As soon as he started working for the tribe Laroche’s new passion became Indian law. He spent a few hours each day ordering materials for the lab and clearing the way for greenhouses and the rest of the day in the University of Miami law library, examining the state of Florida’s legal history with Native Americans. Two cases in particular heartened him. The state had prosecuted Miccosukee Indians three times for poaching palm fronds. The Miccosukees and Seminoles use the fronds to thatch the roofs of their chikee huts. Palms are protected trees, but the state lost the cases because the judges ruled that the Miccosukees had a traditional cultural use for the fronds and therefore were entitled to them. The other case that encouraged him was
State of Florida v. James E. Billie
. Chief Billie is the longtime chairman of the Seminole tribe. In 1983 he was arrested for killing a Florida panther on the Big Cypress reservation. The Florida panther is a protected species under both Florida and federal law. The issues of Indian hunting rights and religious freedom snarled the case for years, and eventually neither the state nor the federal government managed to convict the chief.

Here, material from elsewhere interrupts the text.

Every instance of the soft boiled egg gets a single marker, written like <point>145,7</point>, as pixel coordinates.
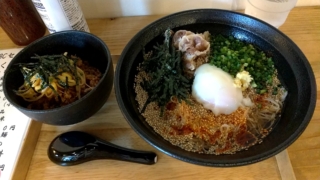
<point>215,90</point>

Laroche was encouraged by both the palm fronds and Chief Billie’s panther. He also came across some clumsy contradiction of the state code that made it sound as if laws forbidding removal of plants and animals from Florida state
land were overridden by the laws that allow Florida Indians to collect endangered animals and plants for their own use. In Laroche’s opinion this was the tool he’d been looking for. He was convinced that this mess of laws allowed him to go with his Seminole crew anywhere he wanted and take anything at all.


A few days after Laroche and I went to the orchid show in Miami I drove to Hollywood to visit him at the nursery. I turned on the car radio and tried to find a music station I liked but ended up listening to a talk show about how to keep pet snakes and iguanas happy, and when that was over I listened to an hour-long infomercial for some money-management audiotapes. The announcer had a big, hollow voice and every few minutes he would boom,
“My friends, you are about to enter the promised land of financial independence!
” I drove past Carpet-Marts and Toy-Marts and Car-Marts and the turnoff for Alligator Alley and a highway flyover that leads to the stadium where the Super Bowl is sometimes played, and past signs for all those dreamy-sounding Florida towns like Plantation and Sunrise and Coconut Creek and Coral Springs. The highway median was a low-lying cloud of pink hibiscus bushes. The shoulders were banked with broom grass and sumac and sneezeweed and pennywort, and the road itself looked as if any minute it might just crack and buckle and finally disappear as things grew over it and under it, pushing the roadbed away. As it is, amazing things live on the highway now. Laroche once discovered a rare orchid species growing along an I-95 off-ramp, and so far no one has found it growing anywhere else in the world.